The federal government recently scrapped its consumer carbon tax, a political flashpoint. But was it effective at cutting emissions and encouraging greener choices? In a new working paper, UBC Sauder School of Business associate professor Werner Antweiler examines the limits of carbon pricing and explores what policies might work better.

Your paper takes a hard look at carbon pricing. What did you find?

We’ve used carbon pricing to encourage the adoption of electric vehicles, heat pumps and other low-carbon technologies. But emissions, especially from transportation, have remained high and gains in efficiency have mostly been cancelled out by population growth. The reality is, the consumer carbon tax wasn’t strong enough to meet our climate goals. So, scrapping it isn’t quite as damaging as it might seem. It opens the door to rethink climate policy in a way that’s both more effective and politically durable.

Why didn’t carbon pricing work as intended?

Carbon pricing was poorly understood and poorly communicated. Although most of the revenue was returned to households—through rebates or tax cuts in places like B.C.—many people only noticed higher fuel prices and ignored the money coming back. The policy felt like a tax, and that made it unpopular. Ironically, now that it’s gone, many lower-income households will be worse off.

Why aren’t people swayed by the long-term savings from energy-efficient options?

A big reason is consumer myopia. People tend to focus on upfront costs and overlook long-term savings. While electric vehicles and heat pumps cost more initially, they’re cheaper to run. Businesses usually factor in future savings using a standard five per cent discount rate per year. But most consumers heavily undervalue future benefits, treating a dollar saved next year as if it’s only worth 75 or 85 cents today. This makes long-term savings look smaller than they really are.

That kind of thinking limits the effectiveness of carbon pricing. The federal carbon price was supposed to rise from $80 per tonne in 2024 to $170 by 2030, widening the gap between gas and electricity prices. But consumers focus on today’s pump price, not next year’s.

In my paper, I calculated that closing a $10,000 price gap between a gas vehicle and an EV—given how much consumers undervalue future savings—would require a carbon price of about $950 per tonne. That’s not politically realistic. For many, even 18 cents per litre was too much. This resistance makes it really hard to shift behaviour on a large scale.

What tools could work better than a carbon tax?

Flat rebates like B.C.’s $4,000 or the federal $5,000 are useful, but they’re not dependent on how much a vehicle is used.

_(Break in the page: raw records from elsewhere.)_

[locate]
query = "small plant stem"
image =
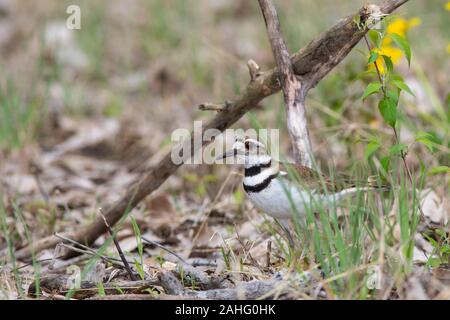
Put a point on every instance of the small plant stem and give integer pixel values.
(119, 249)
(397, 140)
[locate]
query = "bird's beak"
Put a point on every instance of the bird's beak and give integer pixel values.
(229, 153)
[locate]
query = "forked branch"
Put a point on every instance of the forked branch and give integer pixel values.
(312, 63)
(292, 87)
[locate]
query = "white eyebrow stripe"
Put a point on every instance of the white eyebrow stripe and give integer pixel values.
(260, 177)
(254, 160)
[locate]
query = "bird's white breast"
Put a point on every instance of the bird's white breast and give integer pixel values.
(279, 199)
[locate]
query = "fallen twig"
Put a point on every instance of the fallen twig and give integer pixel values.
(119, 249)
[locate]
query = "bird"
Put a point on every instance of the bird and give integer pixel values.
(279, 194)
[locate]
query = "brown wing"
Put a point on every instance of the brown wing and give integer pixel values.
(314, 180)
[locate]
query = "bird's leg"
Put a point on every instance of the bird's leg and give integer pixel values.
(284, 224)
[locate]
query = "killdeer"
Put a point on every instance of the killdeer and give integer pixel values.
(272, 190)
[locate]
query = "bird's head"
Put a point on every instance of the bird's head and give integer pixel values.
(250, 150)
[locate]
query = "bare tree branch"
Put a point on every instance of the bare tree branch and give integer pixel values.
(312, 62)
(294, 95)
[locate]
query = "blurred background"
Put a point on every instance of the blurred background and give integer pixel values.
(84, 112)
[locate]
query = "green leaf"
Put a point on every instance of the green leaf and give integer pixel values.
(388, 110)
(427, 139)
(375, 38)
(394, 96)
(403, 86)
(373, 57)
(434, 262)
(385, 162)
(439, 170)
(366, 74)
(371, 148)
(397, 149)
(372, 88)
(403, 44)
(388, 63)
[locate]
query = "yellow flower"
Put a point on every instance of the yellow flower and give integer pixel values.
(392, 52)
(400, 26)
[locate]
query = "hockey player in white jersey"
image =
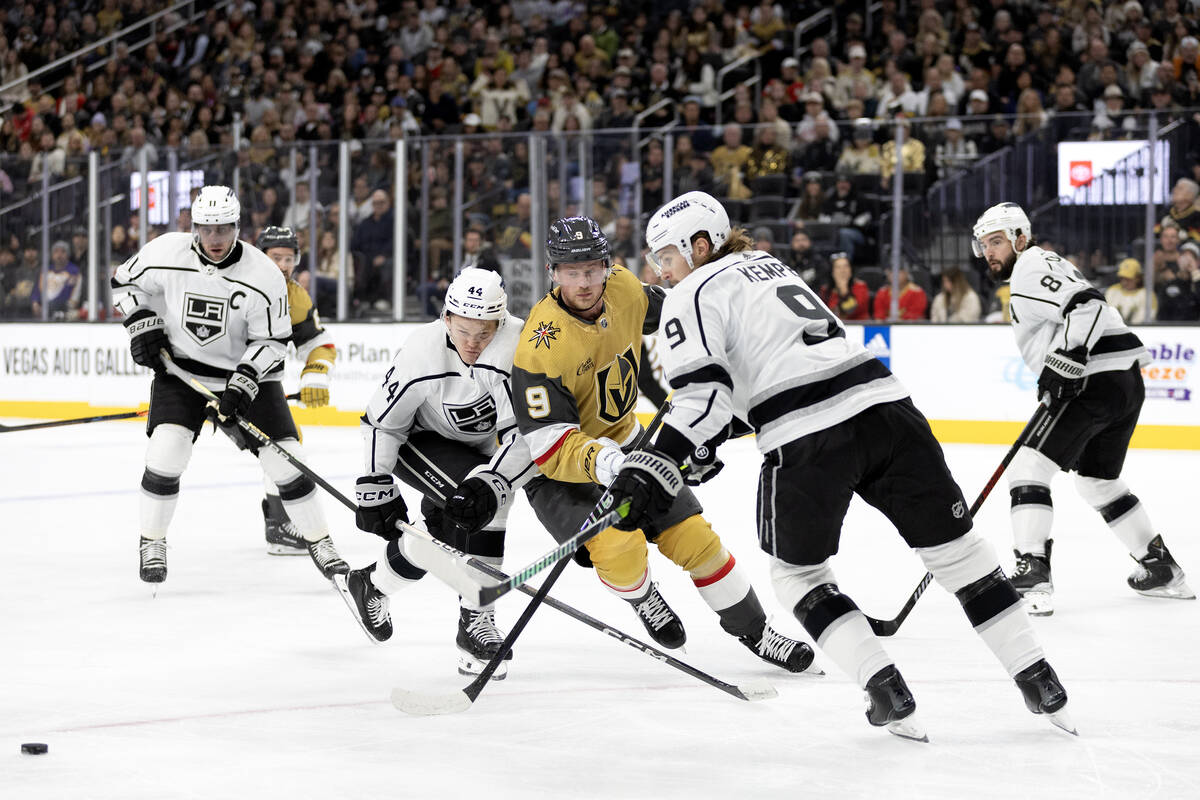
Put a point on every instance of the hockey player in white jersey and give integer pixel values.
(1089, 367)
(219, 307)
(442, 421)
(748, 340)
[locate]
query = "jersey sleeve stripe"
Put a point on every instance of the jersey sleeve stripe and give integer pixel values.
(546, 456)
(807, 395)
(712, 373)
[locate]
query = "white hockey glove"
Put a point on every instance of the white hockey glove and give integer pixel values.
(315, 383)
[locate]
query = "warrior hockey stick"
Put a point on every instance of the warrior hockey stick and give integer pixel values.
(1033, 428)
(417, 703)
(57, 423)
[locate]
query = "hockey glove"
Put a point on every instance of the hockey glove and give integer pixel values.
(381, 506)
(702, 465)
(649, 482)
(148, 336)
(477, 500)
(1062, 374)
(240, 391)
(315, 384)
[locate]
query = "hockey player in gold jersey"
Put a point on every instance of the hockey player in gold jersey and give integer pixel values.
(315, 346)
(574, 392)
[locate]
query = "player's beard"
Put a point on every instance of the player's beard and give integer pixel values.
(1006, 268)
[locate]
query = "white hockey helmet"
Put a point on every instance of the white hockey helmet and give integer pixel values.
(1007, 217)
(681, 220)
(477, 294)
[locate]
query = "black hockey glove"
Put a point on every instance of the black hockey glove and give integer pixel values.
(702, 465)
(649, 482)
(240, 392)
(1062, 374)
(381, 506)
(477, 500)
(148, 336)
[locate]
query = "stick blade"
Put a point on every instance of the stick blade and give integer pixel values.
(756, 690)
(427, 704)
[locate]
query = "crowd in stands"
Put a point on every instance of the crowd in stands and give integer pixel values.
(808, 152)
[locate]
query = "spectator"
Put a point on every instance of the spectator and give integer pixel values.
(846, 295)
(1183, 211)
(957, 302)
(373, 242)
(60, 284)
(1179, 293)
(1128, 294)
(913, 301)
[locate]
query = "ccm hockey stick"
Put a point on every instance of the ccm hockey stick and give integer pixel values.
(58, 423)
(461, 701)
(426, 704)
(1033, 428)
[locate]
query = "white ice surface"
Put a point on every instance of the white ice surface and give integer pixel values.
(246, 678)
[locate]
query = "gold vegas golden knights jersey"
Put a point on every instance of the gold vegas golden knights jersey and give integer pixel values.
(575, 382)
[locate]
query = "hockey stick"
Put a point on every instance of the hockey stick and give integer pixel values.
(57, 423)
(427, 704)
(1032, 428)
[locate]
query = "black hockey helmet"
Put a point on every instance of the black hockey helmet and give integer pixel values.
(277, 236)
(576, 240)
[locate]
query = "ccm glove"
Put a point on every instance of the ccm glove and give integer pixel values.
(649, 482)
(148, 336)
(1062, 374)
(381, 506)
(477, 500)
(315, 384)
(702, 465)
(240, 391)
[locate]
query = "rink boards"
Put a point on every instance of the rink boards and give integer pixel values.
(967, 379)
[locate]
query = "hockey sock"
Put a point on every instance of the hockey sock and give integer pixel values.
(167, 456)
(969, 567)
(831, 618)
(1123, 512)
(729, 593)
(394, 572)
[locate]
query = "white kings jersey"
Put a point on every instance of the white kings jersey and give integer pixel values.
(745, 336)
(429, 388)
(215, 317)
(1054, 307)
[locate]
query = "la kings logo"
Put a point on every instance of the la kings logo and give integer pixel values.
(204, 318)
(617, 386)
(478, 416)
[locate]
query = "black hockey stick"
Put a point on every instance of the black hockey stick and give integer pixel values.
(1032, 428)
(57, 423)
(427, 704)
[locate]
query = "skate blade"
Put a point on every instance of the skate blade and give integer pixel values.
(1038, 603)
(1062, 720)
(909, 728)
(474, 667)
(339, 582)
(1177, 589)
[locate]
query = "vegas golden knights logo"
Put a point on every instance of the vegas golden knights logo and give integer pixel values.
(617, 386)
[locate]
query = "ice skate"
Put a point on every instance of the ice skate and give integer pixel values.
(478, 642)
(891, 704)
(660, 621)
(369, 605)
(1158, 575)
(777, 649)
(1031, 578)
(325, 557)
(153, 555)
(282, 537)
(1044, 695)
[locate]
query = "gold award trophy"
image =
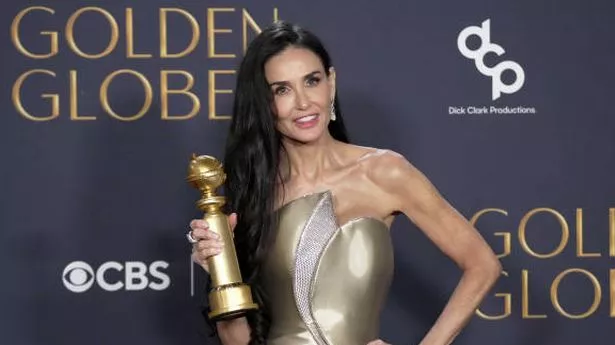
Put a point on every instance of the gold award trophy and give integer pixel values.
(229, 297)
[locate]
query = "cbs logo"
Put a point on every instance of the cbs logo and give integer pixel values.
(478, 55)
(78, 276)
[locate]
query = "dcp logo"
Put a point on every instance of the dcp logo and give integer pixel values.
(478, 55)
(78, 276)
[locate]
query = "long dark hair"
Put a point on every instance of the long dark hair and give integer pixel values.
(252, 157)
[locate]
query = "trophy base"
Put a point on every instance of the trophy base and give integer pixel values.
(230, 301)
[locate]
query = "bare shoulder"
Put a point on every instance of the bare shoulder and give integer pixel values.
(384, 167)
(399, 181)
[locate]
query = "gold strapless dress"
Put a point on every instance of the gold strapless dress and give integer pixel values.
(326, 283)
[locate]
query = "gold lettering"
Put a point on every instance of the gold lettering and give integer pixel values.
(165, 92)
(213, 92)
(525, 298)
(564, 229)
(505, 235)
(555, 299)
(211, 31)
(104, 99)
(70, 35)
(130, 38)
(16, 96)
(580, 253)
(53, 35)
(194, 25)
(74, 107)
(247, 20)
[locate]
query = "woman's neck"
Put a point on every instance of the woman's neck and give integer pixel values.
(308, 162)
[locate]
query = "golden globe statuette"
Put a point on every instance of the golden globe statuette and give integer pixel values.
(229, 296)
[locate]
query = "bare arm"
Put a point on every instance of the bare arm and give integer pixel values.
(234, 332)
(412, 193)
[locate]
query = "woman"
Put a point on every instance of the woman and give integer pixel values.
(313, 210)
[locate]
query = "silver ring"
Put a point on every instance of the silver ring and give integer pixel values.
(190, 238)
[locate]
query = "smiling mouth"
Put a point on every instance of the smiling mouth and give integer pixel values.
(306, 118)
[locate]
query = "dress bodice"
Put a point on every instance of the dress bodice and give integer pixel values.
(326, 283)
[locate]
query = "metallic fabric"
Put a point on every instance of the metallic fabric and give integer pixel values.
(326, 283)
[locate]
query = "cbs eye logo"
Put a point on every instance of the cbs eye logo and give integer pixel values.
(79, 276)
(478, 55)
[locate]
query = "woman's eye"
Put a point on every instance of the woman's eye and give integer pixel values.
(313, 81)
(281, 90)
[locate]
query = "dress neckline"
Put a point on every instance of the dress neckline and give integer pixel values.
(328, 193)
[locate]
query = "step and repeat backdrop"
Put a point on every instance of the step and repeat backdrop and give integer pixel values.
(507, 106)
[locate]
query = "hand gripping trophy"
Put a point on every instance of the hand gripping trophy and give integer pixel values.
(229, 296)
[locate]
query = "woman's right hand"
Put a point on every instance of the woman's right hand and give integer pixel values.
(208, 242)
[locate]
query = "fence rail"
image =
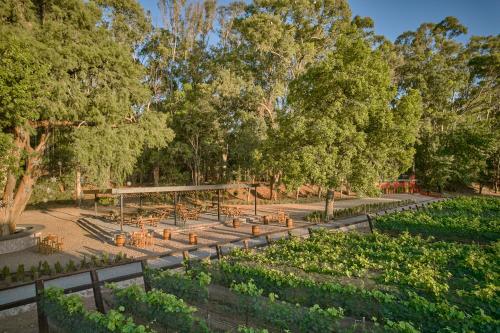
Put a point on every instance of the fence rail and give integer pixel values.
(94, 278)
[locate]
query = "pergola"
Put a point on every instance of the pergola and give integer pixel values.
(120, 192)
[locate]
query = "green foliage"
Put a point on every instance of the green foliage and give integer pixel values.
(341, 111)
(45, 269)
(5, 272)
(193, 289)
(458, 143)
(464, 218)
(316, 216)
(283, 315)
(431, 285)
(244, 329)
(69, 314)
(58, 267)
(156, 306)
(71, 266)
(370, 208)
(20, 273)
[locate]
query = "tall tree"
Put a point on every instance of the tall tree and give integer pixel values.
(459, 89)
(70, 64)
(347, 123)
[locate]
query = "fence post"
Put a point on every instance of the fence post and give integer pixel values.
(185, 256)
(370, 223)
(219, 251)
(43, 324)
(144, 266)
(97, 291)
(268, 239)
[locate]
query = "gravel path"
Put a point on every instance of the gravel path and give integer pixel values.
(78, 242)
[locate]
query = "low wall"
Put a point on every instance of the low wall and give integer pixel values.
(22, 240)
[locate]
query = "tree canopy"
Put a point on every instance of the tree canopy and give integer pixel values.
(285, 92)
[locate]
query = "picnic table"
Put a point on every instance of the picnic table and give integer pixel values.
(231, 211)
(50, 244)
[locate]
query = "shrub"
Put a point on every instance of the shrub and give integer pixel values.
(166, 309)
(68, 313)
(191, 288)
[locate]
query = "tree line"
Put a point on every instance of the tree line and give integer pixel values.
(286, 92)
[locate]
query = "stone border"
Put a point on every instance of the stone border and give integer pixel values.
(21, 240)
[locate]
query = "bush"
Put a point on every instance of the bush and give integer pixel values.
(166, 309)
(191, 288)
(68, 313)
(283, 315)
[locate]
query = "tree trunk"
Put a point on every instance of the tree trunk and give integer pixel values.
(156, 175)
(17, 192)
(78, 186)
(271, 187)
(329, 204)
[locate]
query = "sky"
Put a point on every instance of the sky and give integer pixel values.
(393, 17)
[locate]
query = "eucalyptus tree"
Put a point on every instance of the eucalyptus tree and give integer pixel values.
(69, 65)
(178, 64)
(347, 122)
(265, 45)
(459, 88)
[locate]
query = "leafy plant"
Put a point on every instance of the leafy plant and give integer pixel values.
(69, 314)
(191, 288)
(5, 272)
(71, 266)
(20, 273)
(462, 219)
(156, 306)
(58, 267)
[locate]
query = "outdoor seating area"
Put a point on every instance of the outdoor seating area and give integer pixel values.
(141, 239)
(280, 217)
(50, 244)
(231, 211)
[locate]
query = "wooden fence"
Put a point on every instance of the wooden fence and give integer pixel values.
(95, 278)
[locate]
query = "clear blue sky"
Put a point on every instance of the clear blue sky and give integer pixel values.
(392, 17)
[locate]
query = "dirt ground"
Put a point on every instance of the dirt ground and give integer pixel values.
(78, 242)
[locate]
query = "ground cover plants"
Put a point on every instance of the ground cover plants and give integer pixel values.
(462, 219)
(68, 313)
(433, 286)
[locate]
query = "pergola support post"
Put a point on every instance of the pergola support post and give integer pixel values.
(121, 212)
(95, 205)
(255, 200)
(175, 208)
(218, 205)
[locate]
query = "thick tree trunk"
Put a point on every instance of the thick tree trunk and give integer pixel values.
(329, 204)
(156, 175)
(17, 192)
(78, 186)
(271, 187)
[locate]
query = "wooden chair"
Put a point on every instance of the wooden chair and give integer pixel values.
(59, 244)
(281, 217)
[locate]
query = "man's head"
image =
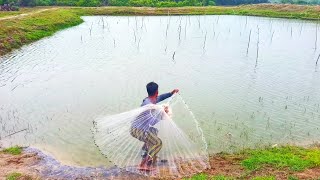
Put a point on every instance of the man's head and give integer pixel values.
(152, 89)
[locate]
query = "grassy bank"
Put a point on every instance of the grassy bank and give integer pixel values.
(285, 162)
(16, 32)
(288, 162)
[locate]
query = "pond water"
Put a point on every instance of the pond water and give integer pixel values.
(249, 81)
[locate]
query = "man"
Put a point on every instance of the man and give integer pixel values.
(142, 129)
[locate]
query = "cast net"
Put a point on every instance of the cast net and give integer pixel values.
(162, 140)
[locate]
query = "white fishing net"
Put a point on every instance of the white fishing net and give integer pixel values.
(166, 136)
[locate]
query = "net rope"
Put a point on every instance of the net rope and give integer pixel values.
(167, 136)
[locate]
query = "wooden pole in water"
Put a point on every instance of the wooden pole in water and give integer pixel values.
(315, 43)
(257, 49)
(204, 42)
(249, 42)
(318, 59)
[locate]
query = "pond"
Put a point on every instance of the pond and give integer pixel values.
(249, 81)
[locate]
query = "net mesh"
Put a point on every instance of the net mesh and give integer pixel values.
(162, 140)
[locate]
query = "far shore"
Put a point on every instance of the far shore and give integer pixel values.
(19, 28)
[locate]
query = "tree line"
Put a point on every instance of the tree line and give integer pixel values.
(150, 3)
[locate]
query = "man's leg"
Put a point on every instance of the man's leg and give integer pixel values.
(154, 144)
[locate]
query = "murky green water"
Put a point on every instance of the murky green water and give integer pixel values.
(244, 94)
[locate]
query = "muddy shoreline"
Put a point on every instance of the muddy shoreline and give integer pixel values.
(33, 163)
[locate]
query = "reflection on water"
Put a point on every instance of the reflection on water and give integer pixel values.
(249, 81)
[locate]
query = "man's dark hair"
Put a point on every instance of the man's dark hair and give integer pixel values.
(152, 88)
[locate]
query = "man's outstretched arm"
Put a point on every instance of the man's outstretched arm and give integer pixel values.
(166, 95)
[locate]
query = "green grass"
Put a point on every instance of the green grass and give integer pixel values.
(17, 32)
(16, 150)
(264, 178)
(294, 158)
(13, 176)
(203, 176)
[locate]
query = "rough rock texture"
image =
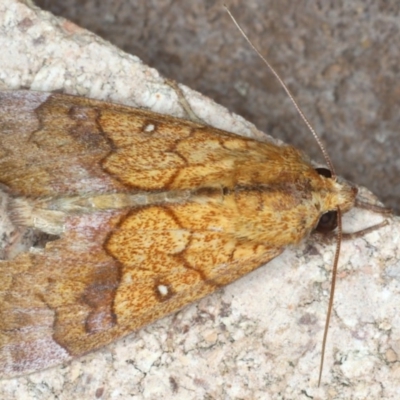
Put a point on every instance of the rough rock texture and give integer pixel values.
(340, 58)
(259, 338)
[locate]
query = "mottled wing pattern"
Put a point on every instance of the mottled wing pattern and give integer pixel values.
(114, 270)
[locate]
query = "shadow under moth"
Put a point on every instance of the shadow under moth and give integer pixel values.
(113, 217)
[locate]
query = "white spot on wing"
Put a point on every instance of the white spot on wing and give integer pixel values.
(163, 290)
(149, 128)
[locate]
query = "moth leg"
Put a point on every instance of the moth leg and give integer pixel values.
(184, 103)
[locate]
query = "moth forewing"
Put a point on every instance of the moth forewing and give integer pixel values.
(121, 216)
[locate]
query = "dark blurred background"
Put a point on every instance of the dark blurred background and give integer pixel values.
(341, 59)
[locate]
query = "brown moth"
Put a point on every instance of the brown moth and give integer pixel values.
(115, 217)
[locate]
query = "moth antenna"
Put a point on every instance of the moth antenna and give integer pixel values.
(332, 169)
(289, 93)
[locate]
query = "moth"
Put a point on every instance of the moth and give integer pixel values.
(113, 217)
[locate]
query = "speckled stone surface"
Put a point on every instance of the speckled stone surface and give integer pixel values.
(259, 338)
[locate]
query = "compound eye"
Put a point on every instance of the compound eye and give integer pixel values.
(324, 172)
(327, 222)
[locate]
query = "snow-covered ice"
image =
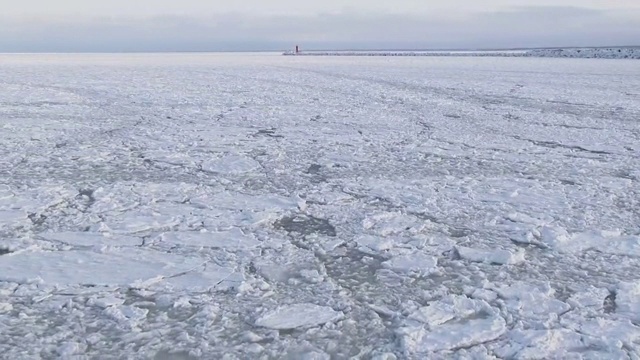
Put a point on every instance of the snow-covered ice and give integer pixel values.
(298, 316)
(260, 206)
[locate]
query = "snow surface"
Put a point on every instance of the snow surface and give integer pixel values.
(582, 53)
(258, 206)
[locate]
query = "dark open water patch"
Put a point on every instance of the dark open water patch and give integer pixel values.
(306, 225)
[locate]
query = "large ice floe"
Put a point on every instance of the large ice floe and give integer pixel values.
(255, 206)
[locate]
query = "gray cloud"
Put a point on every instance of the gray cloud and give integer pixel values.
(516, 27)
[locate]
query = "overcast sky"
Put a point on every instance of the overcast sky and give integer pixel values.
(209, 25)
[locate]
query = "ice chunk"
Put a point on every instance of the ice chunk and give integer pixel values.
(591, 297)
(628, 300)
(91, 239)
(231, 164)
(451, 323)
(11, 216)
(375, 243)
(530, 300)
(122, 267)
(231, 240)
(500, 257)
(609, 242)
(416, 262)
(298, 316)
(542, 344)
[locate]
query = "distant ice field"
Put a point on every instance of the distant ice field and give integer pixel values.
(257, 206)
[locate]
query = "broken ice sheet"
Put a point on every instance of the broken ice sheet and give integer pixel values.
(416, 262)
(498, 256)
(137, 267)
(451, 323)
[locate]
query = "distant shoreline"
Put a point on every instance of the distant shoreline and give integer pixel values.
(323, 50)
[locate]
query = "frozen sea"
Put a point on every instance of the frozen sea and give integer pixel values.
(256, 206)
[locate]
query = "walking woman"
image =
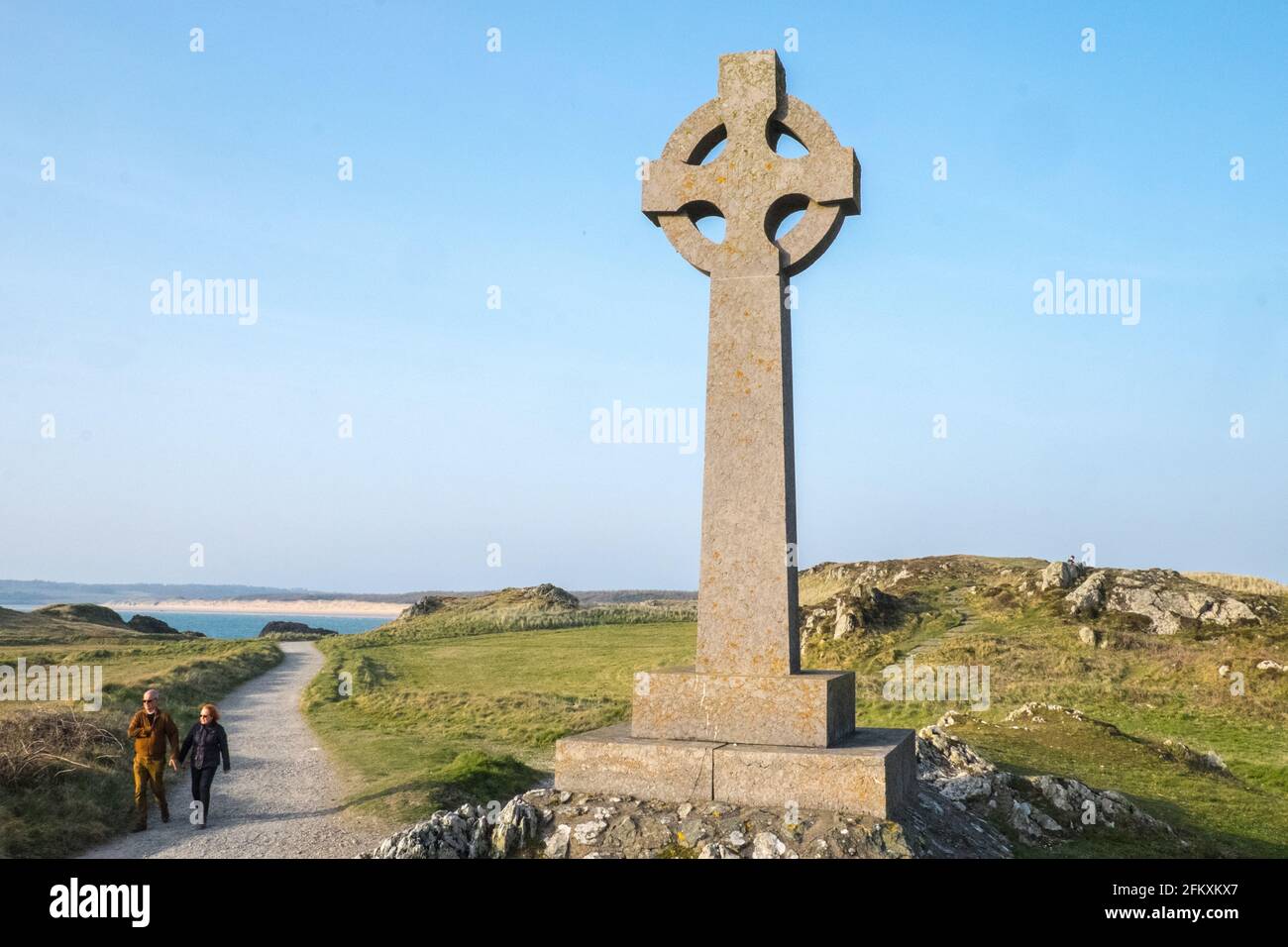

I looked at how people drive, how they value future savings, and what electric and gas-powered vehicles really cost over time.

Rewarding drivers who displace the most emissions—by switching to electric and driving more—is better. One option is to offer subsidies only to people who drove more than a certain amount the previous year. Another is to scale the subsidy to distance driven. These usage-based incentives are more targeted, cost-effective and environmentally impactful.

They can also be revenue-neutral. A small fee on gas vehicle purchases could fund larger EV rebates. What matters most is creating a clear price difference at the point of purchase. As battery prices continue to fall, these kinds of incentives become even more efficient.

What other tools remain?

Two major policies are still in place. The zero-emission vehicle (ZEV) mandate requires automakers to phase out new gas-car sales by 2035—and as EVs get cheaper, this mandate could drive more change than the carbon tax ever did. Low-carbon fuel standards also help reduce emissions from existing gas-powered fleets. Together, these policies can deliver bigger cuts than the scrapped carbon tax.

And EV subsidy schemes can be improved by linking incentives more directly to actual emissions savings. If we focus on smarter, better-designed policies, we can still make meaningful progress, even without a consumer carbon tax.